Selasa, 07 April 2020

ALBUM MUSIK JADI FILM? MEMANG BISA?

Rumah adalah tempat paling nyaman buat kita, di mana kita bisa ‘mager’ (malas gerak - red) seharian, tanpa melakukan apapun, kecuali satu hal, NONTON. Beberapa diantaranya ada yang menghabiskan malam dengan begadang nonton bola, hingga ada juga yang melakukan movie marathon, dengan pilihan film favorit masing-masing. Bicara fim, cukup banyak juga film yang dilatari musik sebagai tema utamanya, dari mulai film klasik seperti ''The Sound Of Music'', hingga film animasi ''Coco'', yang menjadikan musik sebagai menu utamanya. Lalu ketika bicara soal musik maka kita juga akan bicara soal album, sebagai muara dari lagu-lagu versi ‘ketengan’ para musisi atau sebuah band. Album kemudian jadi monumen tersendiri bagi musisi atau band kala lagu-lagunya dibungkus dengan sebuah tema tertentu yang memiliki benang merah, hingga hal tersebut rasanya memungkinkan untuk juga di-visualkan dalam format film.

Melancolic Bitch – Balada Joni & Susi ( Rilis tahun 2009 )

Hal yang kiranya menarik untuk dibahas dari album Balada Joni & Susi adalah ‘the man behind the gun’, Ugoran Prasad, vokalis sekaligus fiksionis yang bertanggung jawab besar untuk penulisan lirik lagu-lagu di album tersebut. Ugo yang tertarik dengan dunia pertunjukan, kemudian menempuh program doktoral di bidang Kajian Teater di Graduate Center, City University of New York (GC-CUNY). Dia juga memenangkan penghargaan cerpen terbaik Kompas (2005-2006) dengan cerpennya yang berjudul "Ripin".

Dengan sederet pencapaian dan latar belakangnya tersebut tidak heran jika kemudian album Balada Joni & Susi menjadi begitu kuat secara penceritaannya. Lepas dari olah kreasi musik yang diolah apik tersebut, album ini juga dengan menarik menggambarkan tentang kisah pelarian Joni dan Susi dari realita, ketika realita tidak berpihak kepada keduanya. Bagaimana ketika mereka saling menghidupi satu sama lain dengan cinta yang mereka miliki, dan berjuang hidup sebagai kelas pekerja yang baku hantam dengan realita di negara dunia ketiga.
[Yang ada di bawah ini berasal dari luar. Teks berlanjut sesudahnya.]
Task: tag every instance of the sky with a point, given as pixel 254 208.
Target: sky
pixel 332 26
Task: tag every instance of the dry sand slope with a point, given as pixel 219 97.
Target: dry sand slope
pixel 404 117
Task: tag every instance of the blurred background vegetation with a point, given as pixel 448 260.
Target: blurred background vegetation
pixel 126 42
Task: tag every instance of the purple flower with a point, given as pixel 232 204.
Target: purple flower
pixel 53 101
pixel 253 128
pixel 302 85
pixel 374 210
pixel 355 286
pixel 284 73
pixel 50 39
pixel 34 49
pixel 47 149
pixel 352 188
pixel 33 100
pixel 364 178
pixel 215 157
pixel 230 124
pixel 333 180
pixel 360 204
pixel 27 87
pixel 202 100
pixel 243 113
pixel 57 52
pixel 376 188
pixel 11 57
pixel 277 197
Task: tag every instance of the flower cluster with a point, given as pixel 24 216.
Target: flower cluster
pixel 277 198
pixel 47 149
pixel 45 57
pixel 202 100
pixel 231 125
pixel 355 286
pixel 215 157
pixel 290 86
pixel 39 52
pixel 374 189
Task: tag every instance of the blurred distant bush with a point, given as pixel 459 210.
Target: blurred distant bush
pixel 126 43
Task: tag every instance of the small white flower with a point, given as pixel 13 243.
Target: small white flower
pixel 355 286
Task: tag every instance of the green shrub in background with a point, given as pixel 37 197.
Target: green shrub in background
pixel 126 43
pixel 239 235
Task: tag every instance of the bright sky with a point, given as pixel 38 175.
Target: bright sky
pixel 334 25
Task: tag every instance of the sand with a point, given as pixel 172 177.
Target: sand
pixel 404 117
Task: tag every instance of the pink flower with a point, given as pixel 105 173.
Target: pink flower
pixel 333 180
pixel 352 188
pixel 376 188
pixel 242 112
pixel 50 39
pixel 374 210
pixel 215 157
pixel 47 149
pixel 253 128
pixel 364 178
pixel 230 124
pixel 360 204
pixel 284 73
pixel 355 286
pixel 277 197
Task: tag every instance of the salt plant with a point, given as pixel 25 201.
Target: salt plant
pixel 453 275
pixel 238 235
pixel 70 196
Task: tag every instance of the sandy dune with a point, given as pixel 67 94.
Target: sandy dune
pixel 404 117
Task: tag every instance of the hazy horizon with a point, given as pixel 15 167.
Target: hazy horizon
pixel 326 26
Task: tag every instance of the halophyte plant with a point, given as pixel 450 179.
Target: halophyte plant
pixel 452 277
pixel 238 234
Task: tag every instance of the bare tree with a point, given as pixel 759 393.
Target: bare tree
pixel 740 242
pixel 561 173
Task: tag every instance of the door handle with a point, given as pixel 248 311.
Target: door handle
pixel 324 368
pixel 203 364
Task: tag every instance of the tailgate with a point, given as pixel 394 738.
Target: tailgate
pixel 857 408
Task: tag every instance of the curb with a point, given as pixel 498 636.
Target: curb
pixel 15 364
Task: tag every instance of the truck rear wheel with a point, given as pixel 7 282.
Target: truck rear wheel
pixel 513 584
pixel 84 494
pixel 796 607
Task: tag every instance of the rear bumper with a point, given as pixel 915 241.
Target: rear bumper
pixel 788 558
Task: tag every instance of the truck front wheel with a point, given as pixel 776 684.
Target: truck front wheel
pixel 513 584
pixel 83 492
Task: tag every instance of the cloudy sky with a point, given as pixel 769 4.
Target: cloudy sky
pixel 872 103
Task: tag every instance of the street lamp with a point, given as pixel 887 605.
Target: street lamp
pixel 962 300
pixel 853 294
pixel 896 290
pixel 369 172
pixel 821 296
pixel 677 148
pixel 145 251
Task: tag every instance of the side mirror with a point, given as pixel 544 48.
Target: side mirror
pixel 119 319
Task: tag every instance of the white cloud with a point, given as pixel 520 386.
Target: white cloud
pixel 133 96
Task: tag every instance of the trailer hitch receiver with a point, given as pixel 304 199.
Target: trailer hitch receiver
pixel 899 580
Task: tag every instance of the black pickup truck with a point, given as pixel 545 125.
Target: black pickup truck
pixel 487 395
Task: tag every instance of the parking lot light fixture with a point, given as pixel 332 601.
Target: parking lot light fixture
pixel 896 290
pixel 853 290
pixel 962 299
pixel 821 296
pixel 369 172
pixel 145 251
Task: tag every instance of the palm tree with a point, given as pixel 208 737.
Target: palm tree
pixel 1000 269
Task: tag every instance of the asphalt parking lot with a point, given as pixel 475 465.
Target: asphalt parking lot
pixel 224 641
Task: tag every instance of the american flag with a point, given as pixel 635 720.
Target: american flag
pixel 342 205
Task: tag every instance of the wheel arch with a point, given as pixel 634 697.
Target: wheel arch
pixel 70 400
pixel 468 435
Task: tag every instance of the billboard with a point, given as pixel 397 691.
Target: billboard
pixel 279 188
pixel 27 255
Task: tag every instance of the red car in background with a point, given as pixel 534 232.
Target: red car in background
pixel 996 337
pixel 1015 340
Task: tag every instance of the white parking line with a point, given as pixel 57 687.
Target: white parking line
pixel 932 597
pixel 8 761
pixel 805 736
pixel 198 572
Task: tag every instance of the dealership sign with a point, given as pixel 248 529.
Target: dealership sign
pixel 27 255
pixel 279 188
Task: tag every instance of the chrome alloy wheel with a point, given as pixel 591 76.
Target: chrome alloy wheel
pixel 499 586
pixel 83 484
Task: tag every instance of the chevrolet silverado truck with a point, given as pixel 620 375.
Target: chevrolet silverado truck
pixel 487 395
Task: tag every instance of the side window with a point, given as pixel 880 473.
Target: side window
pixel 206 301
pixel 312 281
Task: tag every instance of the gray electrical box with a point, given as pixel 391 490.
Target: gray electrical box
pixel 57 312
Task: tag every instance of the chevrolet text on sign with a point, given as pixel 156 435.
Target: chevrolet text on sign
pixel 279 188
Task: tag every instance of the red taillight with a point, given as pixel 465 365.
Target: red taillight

Suguhan cerita yang ditawarkan album ini akan menarik jika digambarakan dalam medium film. Mungkin akan sejalan dengan cerita Sid and Nancy, atau mungkin Radit dan Jani dalam versi lokalnya. Akan banyak dinamika menarik serta ragam kisah pelik di sepanjang durasinya. Mungkin bukan typical film drama dengan kisah romantis yang kian hari kian banal, tapi Balada Joni & Susi rasanya akan punya cara sendiri untuk menerjemahkan romansa mereka dalam kisah asmaranya.

Endah N Rhesa (Trilogi album Nowhere to Go (2009), Look What We’ve Found (2010), dan Escape (2013) )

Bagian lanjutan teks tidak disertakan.